Runbooks
Operational runbooks
First-response playbooks for the most common production issues.
Webhook failure rate spike
Trigger: delivery success falls below 95% for 10+ minutes.
Checks
- Verify downstream endpoint availability and TLS validity.
- Inspect response body/status in delivery logs.
- Confirm webhook secret rotations are synced downstream.
Recovery
- Replay failed deliveries after endpoint recovery.
- Rotate compromised secret and notify consumer.
Missing referrer payouts
Trigger: calls attributed but referrer share is zero.
Checks
- Confirm attribution header or API key is present on paid requests.
- Confirm deployment includes non-zero referrer bps.

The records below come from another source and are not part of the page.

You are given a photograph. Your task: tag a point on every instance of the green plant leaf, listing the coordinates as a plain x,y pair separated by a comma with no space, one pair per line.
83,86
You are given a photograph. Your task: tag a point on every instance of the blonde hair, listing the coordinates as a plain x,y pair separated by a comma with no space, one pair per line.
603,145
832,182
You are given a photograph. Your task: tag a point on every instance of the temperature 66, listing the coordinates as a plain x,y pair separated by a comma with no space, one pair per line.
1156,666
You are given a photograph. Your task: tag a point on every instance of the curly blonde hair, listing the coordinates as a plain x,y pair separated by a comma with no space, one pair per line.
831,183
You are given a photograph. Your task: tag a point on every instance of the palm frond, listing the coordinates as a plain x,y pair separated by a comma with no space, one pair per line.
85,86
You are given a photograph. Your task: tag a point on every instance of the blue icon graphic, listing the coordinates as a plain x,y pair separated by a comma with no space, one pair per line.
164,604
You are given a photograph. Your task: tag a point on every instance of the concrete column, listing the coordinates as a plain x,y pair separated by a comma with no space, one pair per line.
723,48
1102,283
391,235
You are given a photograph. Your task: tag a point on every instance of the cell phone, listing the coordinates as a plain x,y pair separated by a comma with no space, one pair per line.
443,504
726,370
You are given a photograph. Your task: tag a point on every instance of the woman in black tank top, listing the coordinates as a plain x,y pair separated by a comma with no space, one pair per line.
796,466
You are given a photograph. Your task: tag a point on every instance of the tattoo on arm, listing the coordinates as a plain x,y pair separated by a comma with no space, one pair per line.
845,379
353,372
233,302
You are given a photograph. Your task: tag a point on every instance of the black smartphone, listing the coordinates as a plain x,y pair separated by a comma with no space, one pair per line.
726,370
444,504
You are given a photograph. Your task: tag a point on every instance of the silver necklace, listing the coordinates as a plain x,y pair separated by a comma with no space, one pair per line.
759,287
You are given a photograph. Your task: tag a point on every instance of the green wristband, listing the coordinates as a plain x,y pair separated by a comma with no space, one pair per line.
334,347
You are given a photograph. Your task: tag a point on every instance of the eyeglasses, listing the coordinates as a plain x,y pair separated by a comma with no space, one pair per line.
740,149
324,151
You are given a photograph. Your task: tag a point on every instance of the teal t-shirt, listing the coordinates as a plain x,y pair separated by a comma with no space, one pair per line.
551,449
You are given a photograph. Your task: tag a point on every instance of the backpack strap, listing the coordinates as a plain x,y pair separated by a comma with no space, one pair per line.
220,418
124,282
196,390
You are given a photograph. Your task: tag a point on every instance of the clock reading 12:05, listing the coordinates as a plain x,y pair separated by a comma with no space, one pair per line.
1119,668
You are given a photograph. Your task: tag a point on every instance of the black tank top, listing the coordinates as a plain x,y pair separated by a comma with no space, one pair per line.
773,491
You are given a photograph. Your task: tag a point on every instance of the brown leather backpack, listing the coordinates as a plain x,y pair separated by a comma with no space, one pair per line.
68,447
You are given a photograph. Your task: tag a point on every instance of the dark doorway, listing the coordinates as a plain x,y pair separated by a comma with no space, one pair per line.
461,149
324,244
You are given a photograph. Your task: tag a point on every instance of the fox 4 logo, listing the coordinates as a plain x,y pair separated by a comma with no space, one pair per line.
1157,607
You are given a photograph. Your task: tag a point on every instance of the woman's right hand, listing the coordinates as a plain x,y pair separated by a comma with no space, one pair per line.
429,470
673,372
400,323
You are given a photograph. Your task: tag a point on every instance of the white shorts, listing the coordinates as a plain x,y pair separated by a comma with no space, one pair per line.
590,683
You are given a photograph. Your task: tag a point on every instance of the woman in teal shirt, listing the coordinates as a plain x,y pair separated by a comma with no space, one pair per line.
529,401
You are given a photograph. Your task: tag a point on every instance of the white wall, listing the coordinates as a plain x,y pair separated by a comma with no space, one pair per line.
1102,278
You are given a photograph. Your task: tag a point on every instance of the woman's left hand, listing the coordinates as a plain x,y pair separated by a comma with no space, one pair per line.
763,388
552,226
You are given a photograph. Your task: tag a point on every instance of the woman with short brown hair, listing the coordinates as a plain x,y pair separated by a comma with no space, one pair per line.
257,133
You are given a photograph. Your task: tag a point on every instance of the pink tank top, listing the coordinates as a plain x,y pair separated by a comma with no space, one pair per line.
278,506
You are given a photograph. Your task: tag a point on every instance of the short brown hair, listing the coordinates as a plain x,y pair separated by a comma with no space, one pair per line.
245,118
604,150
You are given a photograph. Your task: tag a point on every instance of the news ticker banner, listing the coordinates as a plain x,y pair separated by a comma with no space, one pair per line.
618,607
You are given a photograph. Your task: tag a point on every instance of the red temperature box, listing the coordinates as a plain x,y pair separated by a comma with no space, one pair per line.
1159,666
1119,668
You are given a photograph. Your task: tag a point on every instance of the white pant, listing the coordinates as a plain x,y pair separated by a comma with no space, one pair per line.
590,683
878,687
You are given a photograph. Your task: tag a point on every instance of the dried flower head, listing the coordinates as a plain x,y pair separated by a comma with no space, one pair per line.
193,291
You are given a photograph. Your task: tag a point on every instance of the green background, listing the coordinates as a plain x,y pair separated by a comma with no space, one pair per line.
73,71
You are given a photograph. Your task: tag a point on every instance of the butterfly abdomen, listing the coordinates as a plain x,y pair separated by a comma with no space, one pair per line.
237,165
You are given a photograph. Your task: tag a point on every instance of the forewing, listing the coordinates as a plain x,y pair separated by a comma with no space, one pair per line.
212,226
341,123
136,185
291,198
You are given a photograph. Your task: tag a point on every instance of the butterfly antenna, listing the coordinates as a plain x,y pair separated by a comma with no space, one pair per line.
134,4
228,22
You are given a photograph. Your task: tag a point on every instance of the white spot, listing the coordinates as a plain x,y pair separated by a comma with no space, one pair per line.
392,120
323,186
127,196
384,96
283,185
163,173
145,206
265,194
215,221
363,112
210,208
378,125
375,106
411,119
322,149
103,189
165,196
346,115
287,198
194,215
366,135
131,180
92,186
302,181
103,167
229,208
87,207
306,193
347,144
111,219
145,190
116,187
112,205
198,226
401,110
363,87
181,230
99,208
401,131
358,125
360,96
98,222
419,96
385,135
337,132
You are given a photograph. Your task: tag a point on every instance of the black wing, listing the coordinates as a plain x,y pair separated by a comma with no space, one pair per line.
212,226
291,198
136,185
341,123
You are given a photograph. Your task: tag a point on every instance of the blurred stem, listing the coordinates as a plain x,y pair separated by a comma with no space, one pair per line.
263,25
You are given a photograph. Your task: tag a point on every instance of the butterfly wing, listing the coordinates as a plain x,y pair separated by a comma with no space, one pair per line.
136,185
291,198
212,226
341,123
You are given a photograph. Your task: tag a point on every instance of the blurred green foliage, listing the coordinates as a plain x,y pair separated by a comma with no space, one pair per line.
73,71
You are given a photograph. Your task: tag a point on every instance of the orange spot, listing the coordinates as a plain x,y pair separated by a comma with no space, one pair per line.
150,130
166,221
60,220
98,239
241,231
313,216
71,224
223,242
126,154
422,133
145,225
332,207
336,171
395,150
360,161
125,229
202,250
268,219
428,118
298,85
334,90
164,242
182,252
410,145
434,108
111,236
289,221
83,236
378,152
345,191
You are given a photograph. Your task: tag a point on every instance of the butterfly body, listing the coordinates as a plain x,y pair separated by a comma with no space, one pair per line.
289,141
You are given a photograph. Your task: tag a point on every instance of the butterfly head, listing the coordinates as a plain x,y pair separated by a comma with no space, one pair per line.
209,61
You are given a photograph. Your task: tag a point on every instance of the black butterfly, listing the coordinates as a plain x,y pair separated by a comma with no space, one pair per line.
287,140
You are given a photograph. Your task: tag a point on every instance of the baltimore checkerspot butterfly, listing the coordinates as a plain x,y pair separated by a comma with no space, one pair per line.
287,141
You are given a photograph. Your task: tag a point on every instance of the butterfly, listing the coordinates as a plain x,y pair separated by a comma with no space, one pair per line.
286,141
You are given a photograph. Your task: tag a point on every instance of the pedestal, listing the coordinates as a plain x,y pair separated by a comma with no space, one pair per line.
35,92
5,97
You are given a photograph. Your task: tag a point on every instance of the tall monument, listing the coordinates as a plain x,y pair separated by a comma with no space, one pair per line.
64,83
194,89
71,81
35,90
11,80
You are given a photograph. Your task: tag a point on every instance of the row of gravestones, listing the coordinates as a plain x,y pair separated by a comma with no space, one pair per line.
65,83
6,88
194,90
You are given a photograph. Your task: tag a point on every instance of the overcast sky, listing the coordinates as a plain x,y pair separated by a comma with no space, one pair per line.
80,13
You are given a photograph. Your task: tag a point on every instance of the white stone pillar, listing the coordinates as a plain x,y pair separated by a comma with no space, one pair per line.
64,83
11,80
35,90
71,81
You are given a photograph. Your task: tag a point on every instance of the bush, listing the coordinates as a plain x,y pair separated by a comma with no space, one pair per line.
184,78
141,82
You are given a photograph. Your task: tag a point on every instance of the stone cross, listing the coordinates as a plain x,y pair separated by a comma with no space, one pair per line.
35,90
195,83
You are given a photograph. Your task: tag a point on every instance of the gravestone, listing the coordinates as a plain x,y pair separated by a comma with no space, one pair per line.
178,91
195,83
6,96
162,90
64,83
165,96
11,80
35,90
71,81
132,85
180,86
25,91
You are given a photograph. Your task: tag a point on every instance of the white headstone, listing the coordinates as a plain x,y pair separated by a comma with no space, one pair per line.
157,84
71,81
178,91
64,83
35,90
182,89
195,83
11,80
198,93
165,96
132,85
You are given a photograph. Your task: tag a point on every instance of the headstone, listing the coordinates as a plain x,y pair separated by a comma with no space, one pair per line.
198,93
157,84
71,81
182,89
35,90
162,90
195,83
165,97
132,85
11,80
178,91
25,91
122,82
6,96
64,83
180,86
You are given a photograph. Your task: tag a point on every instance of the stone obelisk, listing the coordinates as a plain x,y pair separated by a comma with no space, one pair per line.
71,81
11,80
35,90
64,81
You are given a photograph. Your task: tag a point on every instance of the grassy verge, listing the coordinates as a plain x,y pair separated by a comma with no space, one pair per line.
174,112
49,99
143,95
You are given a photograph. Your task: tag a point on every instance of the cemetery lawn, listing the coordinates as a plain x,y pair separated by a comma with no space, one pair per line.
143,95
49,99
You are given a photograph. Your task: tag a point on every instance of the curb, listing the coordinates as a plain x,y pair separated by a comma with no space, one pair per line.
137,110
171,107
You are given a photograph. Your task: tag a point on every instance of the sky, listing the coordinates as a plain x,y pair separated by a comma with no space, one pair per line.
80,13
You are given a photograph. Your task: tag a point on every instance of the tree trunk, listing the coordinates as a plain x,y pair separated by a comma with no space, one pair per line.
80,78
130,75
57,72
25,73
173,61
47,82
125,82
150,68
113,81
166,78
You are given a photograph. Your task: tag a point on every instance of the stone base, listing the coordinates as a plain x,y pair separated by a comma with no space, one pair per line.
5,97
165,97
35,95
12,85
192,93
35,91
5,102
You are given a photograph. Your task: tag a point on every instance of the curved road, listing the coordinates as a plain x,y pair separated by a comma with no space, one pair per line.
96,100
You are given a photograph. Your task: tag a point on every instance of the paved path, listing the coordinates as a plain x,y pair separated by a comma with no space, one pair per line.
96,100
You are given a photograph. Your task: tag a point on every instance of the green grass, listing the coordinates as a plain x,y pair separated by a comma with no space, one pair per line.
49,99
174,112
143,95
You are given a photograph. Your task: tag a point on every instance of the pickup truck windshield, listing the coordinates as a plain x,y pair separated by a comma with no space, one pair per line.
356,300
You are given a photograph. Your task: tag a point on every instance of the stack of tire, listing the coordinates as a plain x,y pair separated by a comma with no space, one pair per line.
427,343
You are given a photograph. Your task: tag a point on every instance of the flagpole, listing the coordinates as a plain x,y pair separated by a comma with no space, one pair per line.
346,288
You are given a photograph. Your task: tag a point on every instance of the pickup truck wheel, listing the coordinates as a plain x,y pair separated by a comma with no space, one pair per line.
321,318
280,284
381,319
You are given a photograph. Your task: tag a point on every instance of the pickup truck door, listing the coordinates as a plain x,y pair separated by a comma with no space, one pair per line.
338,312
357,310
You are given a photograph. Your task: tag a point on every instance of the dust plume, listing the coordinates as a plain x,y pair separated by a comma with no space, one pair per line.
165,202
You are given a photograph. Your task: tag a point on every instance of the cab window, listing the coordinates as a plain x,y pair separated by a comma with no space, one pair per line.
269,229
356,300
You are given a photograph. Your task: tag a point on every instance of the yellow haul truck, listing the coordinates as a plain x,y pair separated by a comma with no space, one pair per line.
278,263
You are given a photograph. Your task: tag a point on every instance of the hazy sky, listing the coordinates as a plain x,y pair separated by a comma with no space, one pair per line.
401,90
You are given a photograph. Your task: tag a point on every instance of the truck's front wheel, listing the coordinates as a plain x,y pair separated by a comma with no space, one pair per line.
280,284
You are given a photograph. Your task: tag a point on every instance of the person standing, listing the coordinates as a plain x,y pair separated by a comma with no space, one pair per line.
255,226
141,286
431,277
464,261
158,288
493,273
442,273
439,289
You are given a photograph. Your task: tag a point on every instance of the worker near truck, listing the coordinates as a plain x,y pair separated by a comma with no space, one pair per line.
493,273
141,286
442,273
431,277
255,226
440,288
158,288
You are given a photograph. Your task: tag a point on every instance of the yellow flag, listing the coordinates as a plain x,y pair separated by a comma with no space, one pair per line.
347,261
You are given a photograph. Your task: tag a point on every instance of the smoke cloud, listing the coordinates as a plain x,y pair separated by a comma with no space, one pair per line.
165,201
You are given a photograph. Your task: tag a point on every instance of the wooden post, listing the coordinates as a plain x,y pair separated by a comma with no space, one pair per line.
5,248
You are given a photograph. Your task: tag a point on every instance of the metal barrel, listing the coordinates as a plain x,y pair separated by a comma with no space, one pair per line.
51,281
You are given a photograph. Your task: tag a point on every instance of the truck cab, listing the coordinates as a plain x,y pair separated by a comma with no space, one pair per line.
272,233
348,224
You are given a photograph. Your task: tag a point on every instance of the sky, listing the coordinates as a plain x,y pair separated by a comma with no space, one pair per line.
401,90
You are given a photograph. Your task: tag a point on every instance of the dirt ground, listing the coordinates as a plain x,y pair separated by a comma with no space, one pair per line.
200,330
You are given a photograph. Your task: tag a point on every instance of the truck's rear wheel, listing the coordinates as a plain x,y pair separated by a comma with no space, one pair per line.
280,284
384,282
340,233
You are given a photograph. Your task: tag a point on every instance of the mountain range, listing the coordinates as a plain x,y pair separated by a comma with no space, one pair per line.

- Check whether rows are settled vs distribute_failed.
Recovery
- Fix attribution source and run a fresh paid-call test.
- Retry failed distributions and validate final split amounts.
Attribution mismatch report
Trigger: partner-reported volume doesn’t match dashboard.
Checks
- Compare partner logs to call IDs and timestamps.
- Validate wallet/handle mapping used by integration.
- Check downstream filtering and delayed event ingestion.
Recovery
- Replay affected deliveries for downstream correction.
- Share export snapshot for reconciliation with partner.
Escalation threshold
Escalate to incident mode when payout-impacting failures persist for 30 minutes, or when delivery backlog continues to grow after replay.